Renal Impairment: In RECOURSE Study, patients with moderate renal impairment (CLcr=30 to 59 mL/min, n=47) had a higher incidence (difference of at least 5%) of ≥Grade 3 adverse events, serious adverse events, and dose delays and reductions compared to patients with normal renal function (CLcr ≥90 mL/min, n=306) or patients with mild renal impairment (CLcr=60 to 89 mL/min, n=178).

Patients with moderate renal impairment may require dose modifications for increased toxicity.
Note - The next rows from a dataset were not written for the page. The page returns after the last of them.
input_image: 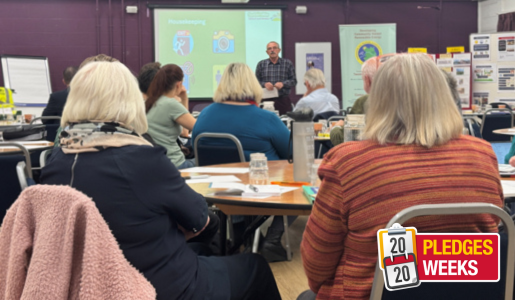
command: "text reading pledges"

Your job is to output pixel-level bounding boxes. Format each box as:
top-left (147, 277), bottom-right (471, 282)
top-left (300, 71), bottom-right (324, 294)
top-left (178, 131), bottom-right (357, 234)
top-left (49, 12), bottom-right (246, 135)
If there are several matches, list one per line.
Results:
top-left (416, 233), bottom-right (500, 282)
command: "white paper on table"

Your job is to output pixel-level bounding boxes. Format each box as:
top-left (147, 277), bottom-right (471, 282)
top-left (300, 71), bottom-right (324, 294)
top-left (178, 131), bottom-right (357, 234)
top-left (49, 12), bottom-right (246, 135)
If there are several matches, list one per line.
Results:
top-left (501, 180), bottom-right (515, 198)
top-left (262, 87), bottom-right (279, 99)
top-left (209, 182), bottom-right (298, 199)
top-left (179, 167), bottom-right (249, 174)
top-left (186, 175), bottom-right (241, 183)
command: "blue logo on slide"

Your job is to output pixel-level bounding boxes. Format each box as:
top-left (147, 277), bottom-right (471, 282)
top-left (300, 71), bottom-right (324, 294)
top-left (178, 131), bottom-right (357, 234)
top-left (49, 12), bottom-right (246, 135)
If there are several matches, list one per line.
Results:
top-left (173, 30), bottom-right (193, 56)
top-left (213, 30), bottom-right (234, 53)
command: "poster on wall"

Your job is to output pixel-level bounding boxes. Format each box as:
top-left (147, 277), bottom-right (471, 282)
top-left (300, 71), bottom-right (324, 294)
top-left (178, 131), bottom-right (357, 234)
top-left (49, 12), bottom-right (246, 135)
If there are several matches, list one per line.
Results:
top-left (471, 34), bottom-right (490, 60)
top-left (295, 43), bottom-right (332, 95)
top-left (497, 33), bottom-right (515, 61)
top-left (497, 66), bottom-right (515, 92)
top-left (339, 24), bottom-right (397, 108)
top-left (472, 64), bottom-right (497, 82)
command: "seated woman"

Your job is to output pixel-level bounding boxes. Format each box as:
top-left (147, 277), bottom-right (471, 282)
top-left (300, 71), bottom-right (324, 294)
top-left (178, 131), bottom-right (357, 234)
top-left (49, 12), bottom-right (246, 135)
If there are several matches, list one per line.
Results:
top-left (192, 63), bottom-right (290, 161)
top-left (41, 62), bottom-right (280, 300)
top-left (299, 54), bottom-right (503, 299)
top-left (145, 64), bottom-right (196, 169)
top-left (192, 63), bottom-right (295, 262)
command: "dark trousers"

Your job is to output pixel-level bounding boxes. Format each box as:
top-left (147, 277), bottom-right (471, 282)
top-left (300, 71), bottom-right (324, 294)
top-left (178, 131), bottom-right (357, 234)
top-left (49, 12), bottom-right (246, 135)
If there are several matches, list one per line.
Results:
top-left (217, 254), bottom-right (281, 300)
top-left (265, 95), bottom-right (291, 115)
top-left (188, 211), bottom-right (220, 255)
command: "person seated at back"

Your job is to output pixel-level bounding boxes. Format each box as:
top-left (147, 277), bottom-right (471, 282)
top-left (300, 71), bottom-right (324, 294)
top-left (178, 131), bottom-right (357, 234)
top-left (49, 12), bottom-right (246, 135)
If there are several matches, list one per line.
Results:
top-left (192, 63), bottom-right (295, 262)
top-left (145, 64), bottom-right (200, 169)
top-left (41, 66), bottom-right (78, 124)
top-left (41, 62), bottom-right (281, 300)
top-left (295, 68), bottom-right (340, 116)
top-left (299, 54), bottom-right (503, 299)
top-left (192, 63), bottom-right (290, 161)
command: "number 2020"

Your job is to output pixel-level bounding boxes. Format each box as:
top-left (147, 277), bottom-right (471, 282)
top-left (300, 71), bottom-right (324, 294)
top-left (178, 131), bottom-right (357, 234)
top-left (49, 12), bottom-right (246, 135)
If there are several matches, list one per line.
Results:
top-left (390, 237), bottom-right (406, 254)
top-left (393, 266), bottom-right (410, 283)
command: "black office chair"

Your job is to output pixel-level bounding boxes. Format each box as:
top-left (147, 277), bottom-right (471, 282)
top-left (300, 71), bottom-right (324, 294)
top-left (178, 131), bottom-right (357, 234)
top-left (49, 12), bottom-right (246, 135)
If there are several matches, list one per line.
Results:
top-left (0, 142), bottom-right (34, 224)
top-left (481, 108), bottom-right (513, 142)
top-left (193, 132), bottom-right (245, 167)
top-left (370, 203), bottom-right (515, 300)
top-left (30, 116), bottom-right (61, 142)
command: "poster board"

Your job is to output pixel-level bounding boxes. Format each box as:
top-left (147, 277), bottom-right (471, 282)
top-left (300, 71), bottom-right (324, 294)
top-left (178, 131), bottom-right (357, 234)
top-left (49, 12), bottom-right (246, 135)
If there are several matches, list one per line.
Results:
top-left (295, 43), bottom-right (332, 95)
top-left (0, 55), bottom-right (52, 107)
top-left (339, 24), bottom-right (397, 108)
top-left (469, 32), bottom-right (515, 108)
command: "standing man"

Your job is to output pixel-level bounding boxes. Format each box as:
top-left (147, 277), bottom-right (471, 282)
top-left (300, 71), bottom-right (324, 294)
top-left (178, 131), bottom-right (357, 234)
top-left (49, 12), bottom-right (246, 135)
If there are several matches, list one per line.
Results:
top-left (256, 42), bottom-right (297, 115)
top-left (42, 66), bottom-right (78, 124)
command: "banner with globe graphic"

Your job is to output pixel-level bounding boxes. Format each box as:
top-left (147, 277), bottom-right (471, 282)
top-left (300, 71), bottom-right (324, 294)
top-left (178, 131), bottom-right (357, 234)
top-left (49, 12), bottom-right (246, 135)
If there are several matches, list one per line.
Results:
top-left (339, 24), bottom-right (397, 108)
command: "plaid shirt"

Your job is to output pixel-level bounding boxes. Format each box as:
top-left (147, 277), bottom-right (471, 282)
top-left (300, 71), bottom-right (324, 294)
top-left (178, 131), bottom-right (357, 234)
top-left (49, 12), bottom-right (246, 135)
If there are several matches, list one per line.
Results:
top-left (256, 57), bottom-right (297, 96)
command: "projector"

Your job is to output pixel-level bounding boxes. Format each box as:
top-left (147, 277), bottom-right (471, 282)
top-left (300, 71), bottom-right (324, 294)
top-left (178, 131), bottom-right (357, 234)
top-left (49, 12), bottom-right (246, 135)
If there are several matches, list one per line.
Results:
top-left (222, 0), bottom-right (249, 3)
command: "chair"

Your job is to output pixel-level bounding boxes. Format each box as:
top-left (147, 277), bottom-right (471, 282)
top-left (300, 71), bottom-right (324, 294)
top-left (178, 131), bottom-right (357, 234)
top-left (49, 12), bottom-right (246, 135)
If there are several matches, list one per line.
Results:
top-left (30, 116), bottom-right (61, 142)
top-left (463, 115), bottom-right (483, 139)
top-left (327, 113), bottom-right (346, 127)
top-left (0, 142), bottom-right (34, 221)
top-left (193, 132), bottom-right (245, 167)
top-left (370, 203), bottom-right (515, 300)
top-left (481, 108), bottom-right (513, 142)
top-left (191, 102), bottom-right (212, 118)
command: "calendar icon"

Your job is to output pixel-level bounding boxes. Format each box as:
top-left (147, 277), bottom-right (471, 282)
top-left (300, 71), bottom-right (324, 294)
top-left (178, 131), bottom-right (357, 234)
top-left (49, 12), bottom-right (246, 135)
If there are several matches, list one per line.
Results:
top-left (377, 223), bottom-right (417, 270)
top-left (383, 253), bottom-right (420, 291)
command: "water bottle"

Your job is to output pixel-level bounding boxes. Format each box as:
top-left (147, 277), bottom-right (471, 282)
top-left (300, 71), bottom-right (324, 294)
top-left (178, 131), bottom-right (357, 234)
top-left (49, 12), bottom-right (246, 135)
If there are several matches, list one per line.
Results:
top-left (249, 153), bottom-right (268, 185)
top-left (287, 107), bottom-right (315, 182)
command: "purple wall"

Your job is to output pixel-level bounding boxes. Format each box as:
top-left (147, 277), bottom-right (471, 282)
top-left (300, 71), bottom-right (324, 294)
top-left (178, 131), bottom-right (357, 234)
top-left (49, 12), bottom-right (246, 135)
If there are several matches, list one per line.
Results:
top-left (0, 0), bottom-right (477, 105)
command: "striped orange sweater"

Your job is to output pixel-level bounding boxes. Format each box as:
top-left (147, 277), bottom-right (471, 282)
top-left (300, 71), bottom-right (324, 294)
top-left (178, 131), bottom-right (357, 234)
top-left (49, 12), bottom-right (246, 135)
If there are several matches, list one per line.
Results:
top-left (301, 136), bottom-right (503, 299)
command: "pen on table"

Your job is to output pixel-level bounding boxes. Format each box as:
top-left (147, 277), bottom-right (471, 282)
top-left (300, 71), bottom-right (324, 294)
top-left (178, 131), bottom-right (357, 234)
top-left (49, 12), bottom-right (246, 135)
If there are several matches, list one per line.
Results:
top-left (270, 181), bottom-right (311, 186)
top-left (182, 175), bottom-right (209, 180)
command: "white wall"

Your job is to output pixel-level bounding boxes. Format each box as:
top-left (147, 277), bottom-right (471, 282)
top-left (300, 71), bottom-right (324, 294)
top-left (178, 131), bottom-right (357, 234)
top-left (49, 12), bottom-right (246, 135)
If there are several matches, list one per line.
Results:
top-left (478, 0), bottom-right (515, 33)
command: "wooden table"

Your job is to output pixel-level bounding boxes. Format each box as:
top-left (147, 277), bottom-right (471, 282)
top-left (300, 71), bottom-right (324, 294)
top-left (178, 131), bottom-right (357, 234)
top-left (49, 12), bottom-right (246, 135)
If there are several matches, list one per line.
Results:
top-left (492, 128), bottom-right (515, 135)
top-left (0, 141), bottom-right (54, 154)
top-left (182, 160), bottom-right (312, 216)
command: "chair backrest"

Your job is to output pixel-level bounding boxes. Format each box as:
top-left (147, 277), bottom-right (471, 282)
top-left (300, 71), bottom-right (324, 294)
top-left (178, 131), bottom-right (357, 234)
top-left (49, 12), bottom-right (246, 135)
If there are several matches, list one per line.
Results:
top-left (481, 108), bottom-right (513, 142)
top-left (193, 132), bottom-right (245, 167)
top-left (463, 115), bottom-right (483, 139)
top-left (191, 102), bottom-right (213, 116)
top-left (370, 203), bottom-right (515, 300)
top-left (30, 116), bottom-right (61, 142)
top-left (0, 142), bottom-right (32, 222)
top-left (313, 111), bottom-right (338, 122)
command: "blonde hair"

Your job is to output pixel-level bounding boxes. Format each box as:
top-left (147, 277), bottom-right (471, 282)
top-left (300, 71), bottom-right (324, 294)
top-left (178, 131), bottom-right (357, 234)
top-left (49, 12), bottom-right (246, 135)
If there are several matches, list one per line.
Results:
top-left (213, 63), bottom-right (263, 103)
top-left (61, 62), bottom-right (148, 134)
top-left (304, 68), bottom-right (325, 88)
top-left (365, 54), bottom-right (463, 148)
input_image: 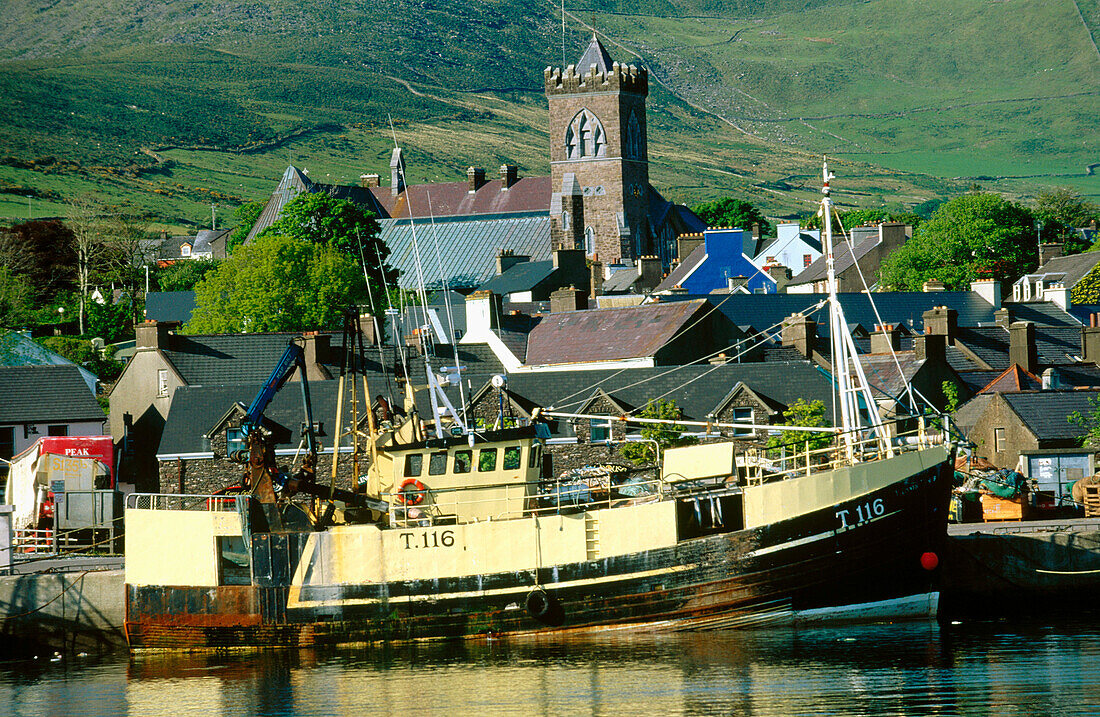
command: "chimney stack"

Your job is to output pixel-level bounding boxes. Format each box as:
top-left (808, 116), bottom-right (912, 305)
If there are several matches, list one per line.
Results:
top-left (550, 286), bottom-right (589, 313)
top-left (921, 306), bottom-right (959, 344)
top-left (1009, 321), bottom-right (1038, 374)
top-left (466, 167), bottom-right (485, 194)
top-left (871, 323), bottom-right (901, 353)
top-left (134, 320), bottom-right (168, 351)
top-left (782, 313), bottom-right (817, 359)
top-left (389, 147), bottom-right (405, 197)
top-left (913, 333), bottom-right (947, 363)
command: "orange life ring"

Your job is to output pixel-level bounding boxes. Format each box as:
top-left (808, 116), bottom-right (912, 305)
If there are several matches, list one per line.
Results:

Patients with severe renal impairment were not studied.

ADVERSE REACTIONS

Most Common Adverse Drug Reactions in Patients Treated With LONSURF

(≥5%): The most common adverse drug reactions in LONSURF-treated patients vs placebo-treated patients with refractory mCRC, respectively, were asthenia/fatigue (52% vs 35%), nausea (48% vs 24%), decreased appetite (39% vs 29%), diarrhea (32% vs 12%), vomiting (28% vs 14%), abdominal pain (21% vs 18%), pyrexia (19% vs 14%), stomatitis (8% vs 6%), dysgeusia (7% vs 2%), and alopecia (7% vs 1%).

Additional Important Adverse Drug Reactions: The following occurred more frequently in LONSURF-treated patients compared to placebo: infections (27% vs 15%) and pulmonary emboli (2% vs 0%).

The most commonly reported infections which occurred more frequently in LONSURF-treated patients were nasopharyngitis (4% vs 2%) and urinary tract infections (4% vs 2%).

Interstitial lung disease (0.2%), including fatalities, has been reported in clinical studies and clinical practice settings in Asia.

Laboratory Test Abnormalities in Patients Treated With LONSURF: Laboratory test abnormalities in LONSURF-treated patients vs placebo-treated patients with refractory mCRC, respectively, were anemia (77% vs 33%), neutropenia (67% vs 1%), and thrombocytopenia (42% vs 8%).